My research focuses on the deepest open questions in elementary particle physics and Nature: what is the nature of dark matter, which constitutes 85% of all the matter in our Universe? Does dark matter interact with ordinary matter beyond gravity? What is the origin of electroweak symmetry breaking that is key to understand the microscopic origin of masses? Why is the Higgs boson, the ground-breaking discovery at the Large Hadron Collider (LHC), light?

At the very moment, there is no clear confirmed evidence of the right answers to these tough questions. Instead we have a whole zoo of theories and experimental probes to address them. While it is unlikely that a narrow single route could be the right direction to pursue, it is, however, much more promising to explore a wide range of theoretical and experimental possibilities to leave no stone unturned and dig out a potential clue. More importantly, these questions may be intrinsically intertwined with each other though they are usually studied as separate subjects by different groups of researchers.

I have been actively pursuing a variety of directions to tackle these problems. My research is at the interface between elementary particle physics, astrophysics, and cosmology.  In particular, I have always been developing novel ideas and pushing myself to work on new topics beyond my comfort zone, which may not belong to the most popular trends in the community at the moment but are intellectually intriguing and meritorious.
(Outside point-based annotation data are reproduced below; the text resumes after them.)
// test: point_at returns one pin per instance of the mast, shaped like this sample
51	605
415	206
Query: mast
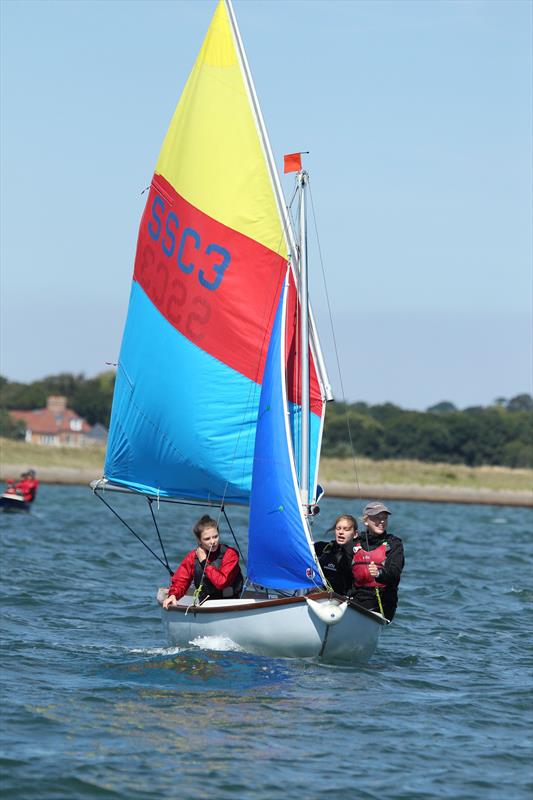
278	193
304	344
My research will also continue to incorporate a model-building approach and a phenomenologically oriented/numerically driven approach, which complement each other.

You could find my publications/preprints here.

Some Research highlights

1. Dark matter dynamics

2. Cosmological probes of fundamental physics

  • Cosmic Higgs dynamics: I have been developing new classes of cosmological models with novel signatures and potentially interesting connections to particle physics such as Higgs physics and modulating fields. These include
    “Higgscitement” with exponential Higgs particle production and generation of gravitational waves in the early Universe;
    “cosmic Higgs switching” in which an oscillating electroweak phase leads to characteristic oscillations on the primordial spectrum and CMB;
    –  “cosmic microscope” in which spatial variations of a light field, which is generated during inflation, imprint nonlinear dynamics at tiny scales on large scale fluctuations and provide us a unique probe through non-Gaussianities into the preheating era.
  • New preheating model: I have proposed a novel particle production meachanism, “spillway preheating”, that could improve the depletion of the inflaton energy density by up to four orders of magnitude, compared to canonical mechanisms in the literature.